Northern Copperhead Snake

What does the northern copperhead snake look like?

The average length of the northern copperhead snake in Montgomery County is about 30” inches. On rare occasions one may be found up to 53” inches. This species has a thick body. The head of this species is a tannish coppery color with no markings. The body can have a reddish-brown or coppery color with chestnut brown cross bands that get narrower at the center of the back. The copperhead has a pit organ on each side of their head between the nostril and the eye. The function of this pit organ is to detect the different temperatures in the surrounding environment and to detect prey. Males have a longer tail and are shorter in length than females. Many people confuse the northern water snake with the northern copperhead snake.

As you can see in the photos above the juvenile looks a lot like the adult except they are a little grayish and the last inch or so of the tail is a bright greenish or yellowish color which fades away as they grow. Juveniles are about 10” inches long when they are born.

Where is the northern copperhead snake found in Montgomery County?

The northern copperhead snake is found in the crawlspaces and backyards of Bethesda, Potomac, Gaithersburg, Silver Spring, Kensington, Damascus, Germantown, and Chevy Chase. They are generally nocturnal and are often seen by Montgomery County residents at night or as the sun is setting and as it starts to rise. This species is rarely found in homes however snake control companies have removed a few from basements in summer of 2015’. This snake is often removed from yards that have ponds, stacked rock walls and rocks in the landscaping or flowerbeds. New born babies and juveniles are sometimes found under loose mulch or large pieces of mulch. Forested areas with rocky outcrops, hillsides, and wetlands are the northern copperhead snakes preferred territories.
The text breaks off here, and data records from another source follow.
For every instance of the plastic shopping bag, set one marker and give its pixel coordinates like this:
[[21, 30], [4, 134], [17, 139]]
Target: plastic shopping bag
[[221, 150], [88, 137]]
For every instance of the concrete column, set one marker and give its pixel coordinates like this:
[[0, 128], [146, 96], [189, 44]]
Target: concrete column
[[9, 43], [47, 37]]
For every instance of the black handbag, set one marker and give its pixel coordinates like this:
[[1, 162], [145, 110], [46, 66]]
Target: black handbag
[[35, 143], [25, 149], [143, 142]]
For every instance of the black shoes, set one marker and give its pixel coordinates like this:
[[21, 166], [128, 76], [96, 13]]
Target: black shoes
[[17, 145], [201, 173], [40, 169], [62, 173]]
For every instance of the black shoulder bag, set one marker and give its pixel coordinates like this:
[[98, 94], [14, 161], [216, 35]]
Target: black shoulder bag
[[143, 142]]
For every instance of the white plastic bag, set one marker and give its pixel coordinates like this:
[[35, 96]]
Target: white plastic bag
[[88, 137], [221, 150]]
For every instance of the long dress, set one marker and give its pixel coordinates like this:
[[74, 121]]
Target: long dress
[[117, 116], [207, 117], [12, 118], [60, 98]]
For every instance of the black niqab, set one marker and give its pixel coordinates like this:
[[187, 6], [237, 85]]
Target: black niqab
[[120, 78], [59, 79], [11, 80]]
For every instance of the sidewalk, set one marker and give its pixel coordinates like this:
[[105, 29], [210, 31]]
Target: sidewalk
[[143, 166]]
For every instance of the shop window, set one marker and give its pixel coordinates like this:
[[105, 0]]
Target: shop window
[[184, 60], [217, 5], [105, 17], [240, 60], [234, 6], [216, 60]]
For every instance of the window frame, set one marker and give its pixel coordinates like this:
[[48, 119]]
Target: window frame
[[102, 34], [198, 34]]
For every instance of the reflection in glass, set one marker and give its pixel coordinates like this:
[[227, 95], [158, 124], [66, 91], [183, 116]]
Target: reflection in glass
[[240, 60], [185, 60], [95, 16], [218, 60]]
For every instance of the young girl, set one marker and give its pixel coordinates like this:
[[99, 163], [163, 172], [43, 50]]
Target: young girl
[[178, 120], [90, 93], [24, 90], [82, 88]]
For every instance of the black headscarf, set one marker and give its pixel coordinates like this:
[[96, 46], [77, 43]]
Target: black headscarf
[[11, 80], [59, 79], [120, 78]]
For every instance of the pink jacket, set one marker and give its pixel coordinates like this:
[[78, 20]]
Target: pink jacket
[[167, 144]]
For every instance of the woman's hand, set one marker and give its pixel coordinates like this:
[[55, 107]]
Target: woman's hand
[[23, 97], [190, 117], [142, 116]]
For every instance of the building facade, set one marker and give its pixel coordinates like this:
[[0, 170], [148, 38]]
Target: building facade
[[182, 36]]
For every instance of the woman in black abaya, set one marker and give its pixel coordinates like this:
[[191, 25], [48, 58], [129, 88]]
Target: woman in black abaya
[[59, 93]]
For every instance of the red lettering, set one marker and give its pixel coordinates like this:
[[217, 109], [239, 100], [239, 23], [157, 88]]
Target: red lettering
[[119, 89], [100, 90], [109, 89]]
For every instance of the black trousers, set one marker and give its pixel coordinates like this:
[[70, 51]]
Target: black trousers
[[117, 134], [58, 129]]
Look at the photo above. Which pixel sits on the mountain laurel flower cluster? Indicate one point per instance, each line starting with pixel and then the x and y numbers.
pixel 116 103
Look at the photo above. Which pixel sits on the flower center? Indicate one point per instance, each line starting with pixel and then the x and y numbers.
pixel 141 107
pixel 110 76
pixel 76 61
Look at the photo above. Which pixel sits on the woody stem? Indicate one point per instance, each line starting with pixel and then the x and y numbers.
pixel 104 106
What animals pray of the northern copperhead snake?

Birds of prey, raccoons, opossums, fox and coyotes will feed on the northern copperhead snake.

Is the northern copperhead snake venomous?

Yes!!! The northern copperhead snake is venomous. Even new born baby copperheads have fangs that are able to inject venom. Though their venom is mild and rarely kills a person, you should seek medical attention at the nearest hospital if you are bitten. Most people that have died from a northern copperhead bite are young children or elderly people or people that have breathing problems. This snake does not want to bite people but will bite if it feels threatened. If you are not a snake expert then you should not attempt to pick up or remove this snake.
Montgomery County exterminators report receiving calls from residents saying the copperhead in their yard was mixed with a rattlesnake! However the timber rattlesnake and copperhead cannot reproduce offspring. The northern copperhead will vibrate its tail in stones or leaves or vegetation to make it sound like a rattle even though it does not have a rattle.

What does the northern copperhead snake eat?

Adult northern copperhead snakes feed on mice, small birds, lizards, small, snakes, insects like cicadas, and frogs. This species of snake has two large fangs at the top of their mouth which are used to inject venom into their prey. Copperhead snakes have a hemolytic venom that causes the red blood cells to breakdown. After the venom is injected the copperhead will let the prey go. Once the prey is overcome by the venom the copperhead will track it down and swallow it whole. If the prey is small then the copperhead will hold it in their mouth until its dead. Juvenile northern copperhead snakes feed on insects such as caterpillars. The tip of their tail is greenish-yellowish and is used to attract or lure prey.

What are the habits of the northern copperhead snake?

In the wild northern copperhead snakes can live up to 18 years. Usually when one copperhead is found there is more in the area. They will migrate in the spring to their summer territories where they will feed. In the fall they leave the summer territory and repeat the path back to their den site. The time during the spring migration to the summer territory and the time during the fall migration to the hibernation den is mating season. Males become very aggressive during the spring and fall mating seasons. During that time males will wrestle, hook their necks together, intertwine their bodies and overpower each other in front of females to compete for mating rites.

What are the hibernation habits of the northern copperhead snake?

The northern copperhead snake hibernates from October to March or April. They are a very social snake and will hibernate with other copperheads, timber rattlesnakes, northern water snakes and black rat snakes in a communal den. Year after year the copperhead will return to the same den site.

What are the reproduction habits of the northern copperhead snake?

The northern copperhead reaches sexual maturity when they are four years old. At that age they are around 24” inches long. Mating occurs during the spring and fall. Males will use their tongue to detect any pheromones in the air that may be from females. After the male finds a female the courtship begins and he will rub his chin on the ground and move his head around oddly. If other males are in pursuit of the same female then the males will wrestle and intertwine their bodies until one submits. The winner gets to mate with the female. After mating males will emit an unattractive pheromone in the female to ensure no other males will try to mate with her that season.

Some females will mate in the spring as they emerge from hibernation but some will mate in the fall just before hibernation starts. Females that mate in the fall will store the sperm until they emerge from hibernation in the spring. Females give live birth to between two and ten babies in July or August.